There's nothing new to visualize, but this time we're using the plot method from a GeoDataFrame, not from a GeoSeries. They're not exactly the same thing under the hood.

In [12]:
gdf.plot(marker='*', color='green', markersize=6, figsize=(2, 2));

FINALLY, we get to work with real data! Load and examine the simple "oceans" shape file

gpd.read_file is the workhorse for reading GIS files. It leverages the fiona package.

In [13]:
oceans = gpd.read_file(os.path.join(data_pth, "oceans.shp"))
In [14]:
oceans.head()
Out[14]:
ID Oceans geometry my_polygon
0 1 South Atlantic Ocean POLYGON ((-67.26025728926088 -59.9309210526315... S.Atlantic
1 0 North Pacific Ocean (POLYGON ((180 66.27034771241199, 180 0, 101.1... N.Pacific
2 3 Southern Ocean POLYGON ((180 -60, 180 -90, -180 -90, -180 -60... Southern
3 2 Arctic Ocean POLYGON ((-100.1196521436255 52.89103112710165... Arctic
4 5 Indian Ocean POLYGON ((19.69705552221351 -59.94160091330382... Indian

The crs was read from the shape file's prj file:

In [15]:
oceans.crs
Out[15]:
{'init': u'epsg:4326'}

Now we finally plot a real map (or blobs, depending on your aesthetics), from a dataset that's global and stored in "geographic" (latitude & longitude) coordinates. It'snot quite the actual ocean shapes defined by coastal boundaries, but bear with me.

In [16]:
oceans.plot();

oceans.shp stores both Polygon and Multi-Polygon geometry types (but a Polygon may be viewed as a Multi-Polygon with 1 member). We can get at the geometry types and other geometry properties easily.

In [17]:
oceans.geom_type
Out[17]:
0         Polygon
1    MultiPolygon
2         Polygon
3         Polygon
4         Polygon
5    MultiPolygon
6         Polygon
dtype: object
In [18]:
# Beware that these area calculations are in degrees, which is fairly useless
oceans.geometry.area
Out[18]:
0     5287.751094
1    11805.894558
2    10822.509589
3     9578.786157
4     9047.879388
5     9640.457926
6     8616.721287
dtype: float64
In [19]:
oceans.geometry.bounds
Out[19]:
minx miny maxx maxy
0 -71.183612 -60.000000 28.736134 0.000000
1 -180.000000 0.000000 180.000000 67.479386
2 -180.000000 -90.000000 180.000000 -59.806846
3 -180.000000 47.660532 180.000000 90.000000
4 19.697056 -59.945004 146.991853 37.102940
5 -180.000000 -60.000000 180.000000 2.473291
6 -106.430148 0.000000 45.468236 76.644442

The envelope method returns the bounding box for each polygon.

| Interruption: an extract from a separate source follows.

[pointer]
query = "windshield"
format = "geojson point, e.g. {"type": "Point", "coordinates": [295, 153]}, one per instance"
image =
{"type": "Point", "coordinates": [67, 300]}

This could be used to create a new spatial column or GeoSeries; directly for plotting; etc.

In [20]:
oceans.envelope.plot();

Does it seem weird that some envelope bounding boxes, such as the North Pacific Ocean, span all longitudes? That's because they're Multi-Polygons with edges at the ends of the -180 and +180 degree coordinate range.

In [21]:
oceans[oceans['Oceans'] == 'North Pacific Ocean'].plot();

Load "Natural Earth" countries dataset, bundled with GeoPandas

"Natural Earth is a public domain map dataset available at 1:10m, 1:50m, and 1:110 million scales. Featuring tightly integrated vector and raster data, with Natural Earth you can make a variety of visually pleasing, well-crafted maps with cartography or GIS software." It (a subset?) comes bundled with GeoPandas and is accessible from the gpd.datasets module. We'll use it as a helpful global base layer map.

In [22]:
world = gpd.read_file(gpd.datasets.get_path('naturalearth_lowres'))
world.head(2)
Out[22]:
continent gdp_md_est geometry iso_a3 name pop_est
0 Asia 22270.0 POLYGON ((61.21081709172574 35.65007233330923,... AFG Afghanistan 28400000.0
1 Africa 110300.0 (POLYGON ((16.32652835456705 -5.87747039146621... AGO Angola 12799293.0

Its CRS is also EPSG:4326:

In [23]:
world.crs
Out[23]:
{'init': u'epsg:4326'}
In [24]:
world.plot();

Map plot overlays: Plotting multiple spatial layers

Here's a compact, quick way of using GeoDataFrame plot method to overlay two GeoDataFrame, while style customizing the styles for each layer.

In [25]:
world.plot(ax=oceans.plot(cmap='Set2', alpha=1), alpha=1);

NOTE/WATCH:
The oceans polygon boundaries are coming through the world dataset! I've looked into this and can't find a solution. I think it's a bug in the GeoPandas underlying plotting library or plotting approach.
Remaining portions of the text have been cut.